こういうのも悪くないかと思ったのは気のせいだった。
これにて完結
(どうしてこうなった!)
それしか言えない。
――いや、不満は色々たんまりとある。だけどあまりにも現状に不満がありすぎて、まずどれから自分の不満を口に出したら良いか分からない。
「セヴラン様、ちゃっちゃと歩いてください。日が暮れるまでに次の目的地にたどり着けなければ、野宿です」
きびきびとした口調と同じように闊歩しているのは、我が国の特色というべき『誕生石の騎士』の一人、『アメティス』のアニエス・ベル。

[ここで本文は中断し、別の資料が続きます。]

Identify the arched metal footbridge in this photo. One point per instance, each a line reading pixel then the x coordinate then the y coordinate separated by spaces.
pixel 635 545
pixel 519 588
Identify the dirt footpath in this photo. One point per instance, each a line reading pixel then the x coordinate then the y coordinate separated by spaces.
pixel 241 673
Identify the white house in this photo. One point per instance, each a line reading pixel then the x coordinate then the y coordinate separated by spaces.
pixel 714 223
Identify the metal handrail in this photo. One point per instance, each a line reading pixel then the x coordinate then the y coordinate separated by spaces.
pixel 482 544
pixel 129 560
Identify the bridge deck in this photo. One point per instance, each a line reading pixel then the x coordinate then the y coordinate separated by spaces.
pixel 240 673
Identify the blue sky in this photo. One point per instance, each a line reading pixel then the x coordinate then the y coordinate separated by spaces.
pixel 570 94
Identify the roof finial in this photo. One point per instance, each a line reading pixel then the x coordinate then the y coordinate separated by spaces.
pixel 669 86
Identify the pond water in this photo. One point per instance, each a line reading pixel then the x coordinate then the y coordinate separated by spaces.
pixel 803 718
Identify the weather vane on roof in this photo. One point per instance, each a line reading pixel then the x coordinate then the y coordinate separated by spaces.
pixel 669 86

城から出てからというものの、ずっと僕の背後に付いていて非常に鬱陶しい。
この厳しい口調に合う凄みのある金髪美人だが、女らしさなど皆無だ。
「そうねえ。私も最初から野宿は勘弁してほしいわ、ねえダーリン?」
「そうだな、普通なら徒歩でも何処かの集落なり町なりに到着出来ると見込んできたからなあ」
そして傍らで、ウフフキャハハといちゃつきながら歩く馬鹿夫婦――夫の方はこれまた『誕生石の騎士』の一人『エムロード』のクレモン。そして幼さ妻の治癒師・クララ。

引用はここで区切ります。